AI is fun, at least for low-risk activities. Want to make dark chocolate at home with jaggery, instead of sugar? Nearly all AI tools, including Qatar’s Fanar Arabic Large Language Model, will provide a near perfect answer to this and other questions.
Conversely, AI tools are also being used for potentially high-risk activities. Platforms have experienced a surge in requests for medical advice, a reflection that many users find these tools more empathetic than doctors. It has also been claimed that ChatGPT encouraged a user to commit suicide. While such an outcome points to a major safety flaw, AI’s march remains relentless and shows no sign of stopping.
The conventional wisdom is that building AI tools is very expensive, relies on cutting edge computing infrastructure, large amounts of data and a super-skilled workforce. This ‘version’ of AI is also considered out of reach for many countries, especially in the Global South. But that’s only partly true. While AI leans on high quality data and infrastructure, it does not have to be ‘cutting edge.’

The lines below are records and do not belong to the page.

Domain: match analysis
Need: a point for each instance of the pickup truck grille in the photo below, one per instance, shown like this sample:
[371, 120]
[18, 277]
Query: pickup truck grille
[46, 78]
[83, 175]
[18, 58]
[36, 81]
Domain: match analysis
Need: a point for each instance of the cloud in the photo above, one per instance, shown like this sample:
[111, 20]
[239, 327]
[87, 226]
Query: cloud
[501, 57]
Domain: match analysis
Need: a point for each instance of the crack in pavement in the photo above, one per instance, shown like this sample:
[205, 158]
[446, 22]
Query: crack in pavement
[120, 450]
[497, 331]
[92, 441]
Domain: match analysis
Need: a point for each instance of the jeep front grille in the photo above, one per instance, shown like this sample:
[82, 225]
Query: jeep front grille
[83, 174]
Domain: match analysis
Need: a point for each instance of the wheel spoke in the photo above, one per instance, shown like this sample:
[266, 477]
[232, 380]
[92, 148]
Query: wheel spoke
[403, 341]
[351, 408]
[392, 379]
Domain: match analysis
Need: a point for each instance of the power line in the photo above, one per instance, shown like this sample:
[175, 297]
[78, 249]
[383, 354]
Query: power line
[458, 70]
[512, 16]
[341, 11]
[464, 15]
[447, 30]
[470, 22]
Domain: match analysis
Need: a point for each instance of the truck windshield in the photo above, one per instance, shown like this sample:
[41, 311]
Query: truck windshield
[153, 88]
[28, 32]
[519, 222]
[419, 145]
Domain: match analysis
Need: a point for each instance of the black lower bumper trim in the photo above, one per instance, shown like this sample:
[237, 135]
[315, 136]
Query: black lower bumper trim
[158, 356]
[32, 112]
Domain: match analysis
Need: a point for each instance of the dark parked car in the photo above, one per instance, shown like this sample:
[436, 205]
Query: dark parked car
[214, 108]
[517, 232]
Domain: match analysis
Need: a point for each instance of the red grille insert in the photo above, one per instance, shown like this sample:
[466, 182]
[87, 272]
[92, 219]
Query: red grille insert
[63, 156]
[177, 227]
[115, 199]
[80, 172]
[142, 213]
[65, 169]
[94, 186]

Neither do we need an army of skilled AI engineers to make things happen; just a few folks who understand the basics and can customise code. Truly innovative AI should ultimately be thoughtful, constrained and able to identify niche areas where its application brings advantages and competitive edge.

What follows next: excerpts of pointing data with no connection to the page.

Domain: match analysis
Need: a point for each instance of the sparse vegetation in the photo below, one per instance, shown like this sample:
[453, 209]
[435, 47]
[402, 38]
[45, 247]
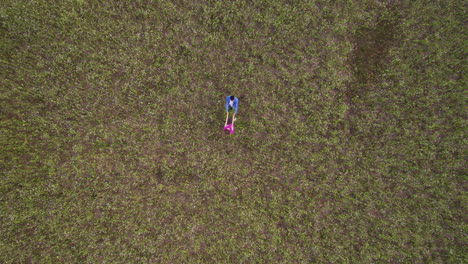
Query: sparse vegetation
[349, 144]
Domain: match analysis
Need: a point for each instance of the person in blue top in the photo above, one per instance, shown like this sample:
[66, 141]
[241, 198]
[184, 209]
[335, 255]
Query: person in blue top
[232, 103]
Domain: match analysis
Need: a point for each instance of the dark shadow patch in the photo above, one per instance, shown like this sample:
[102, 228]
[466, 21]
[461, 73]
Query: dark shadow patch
[369, 57]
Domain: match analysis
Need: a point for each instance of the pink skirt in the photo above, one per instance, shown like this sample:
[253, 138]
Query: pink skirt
[229, 128]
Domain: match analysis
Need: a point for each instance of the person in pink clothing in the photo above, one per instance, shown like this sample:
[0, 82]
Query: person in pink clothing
[229, 128]
[231, 105]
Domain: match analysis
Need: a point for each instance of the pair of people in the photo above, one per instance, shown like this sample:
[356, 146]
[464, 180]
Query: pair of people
[232, 103]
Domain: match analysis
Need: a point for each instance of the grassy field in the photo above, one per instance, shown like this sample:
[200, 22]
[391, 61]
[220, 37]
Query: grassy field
[350, 142]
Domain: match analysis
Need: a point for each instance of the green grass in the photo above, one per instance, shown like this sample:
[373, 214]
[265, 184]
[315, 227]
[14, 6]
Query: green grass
[349, 144]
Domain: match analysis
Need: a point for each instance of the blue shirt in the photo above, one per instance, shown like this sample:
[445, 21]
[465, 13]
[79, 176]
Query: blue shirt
[234, 105]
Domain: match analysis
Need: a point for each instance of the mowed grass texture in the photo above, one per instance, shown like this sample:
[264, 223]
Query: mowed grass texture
[349, 145]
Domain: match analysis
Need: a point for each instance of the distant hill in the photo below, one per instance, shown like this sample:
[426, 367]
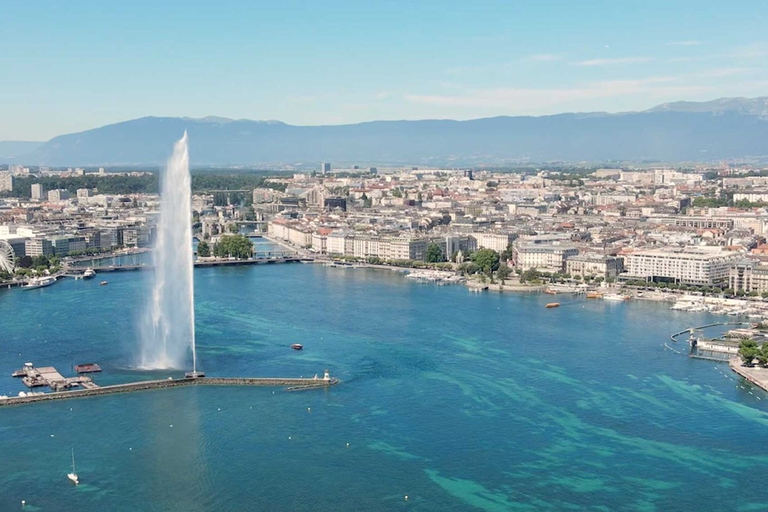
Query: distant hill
[11, 150]
[728, 128]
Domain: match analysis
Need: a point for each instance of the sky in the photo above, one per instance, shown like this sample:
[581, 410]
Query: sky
[74, 66]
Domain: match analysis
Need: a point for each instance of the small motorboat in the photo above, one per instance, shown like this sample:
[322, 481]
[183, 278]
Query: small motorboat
[73, 475]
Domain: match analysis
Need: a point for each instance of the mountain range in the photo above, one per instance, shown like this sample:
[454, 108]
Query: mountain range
[722, 129]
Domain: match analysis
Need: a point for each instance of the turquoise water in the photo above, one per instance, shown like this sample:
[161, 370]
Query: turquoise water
[462, 401]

Put another way, more frugal approaches to AI can advance innovation - as has been repeatedly demonstrated by China, most notably its now famous Deepseek model.
All about the data
There is substantial hype about AI models, super-intelligence and the singularity moment when AI will self-recursively improve itself without human intervention. This is mostly entertaining pulp. A salient point to note is that current AI models are “sentence completers” and it is unlikely that they themselves will discover something truly radical. Yes, they may help in discovering potential new molecules for pharmaceuticals but they will not usher a paradigm shifting moment in medicine.
Organisations (and countries) should aggressively hold on to their data but run small pilots to explore how internal data can be married with open source AI models running on relatively inexpensive hardware. To use a smartphone analogy, we don’t need the latest iPhone 17 to experiment with most internal tasks. Being three generations behind is more than enough.
Some academic institutions, including Qatar’s Hamad Bin Khalifa University, are using hardware acquired in 2018 to train small but effective AI models.
Consider the following less exciting but nonetheless important example. A local company is continuously plagued by corrosion problems whereby heat, humidity, and salt substantially reduces the lifespan of its infrastructure. Much of the company’s corrosion inspection activities are currently carried out manually. In response the company could start addressing problems by collecting images of corrosion surfaces and annotating them with the help of internal experts. Using the data, it could make use of a lightweight open source AI model to classify corrosion type, trained on a low-end graphics processing unit (GPU) workstation by one AI engineer.
The cost breakdown in terms of data, personnel and hardware will be of the order of 10:4:1, that is, for every riyal spent on hardware, the cost of personnel will be four riyals and data will be 10. The productivity gain could be on the order of 5x, and the long-term impact on reducing climate emissions could be substantial. All of this can now be done without hype while accumulating tangible gains.
The lessons are plain to see. Identify a task for AI to work on, collect high quality data, install a low-end GPU option, and re-train local IT staff to run AI models. It is really that simple!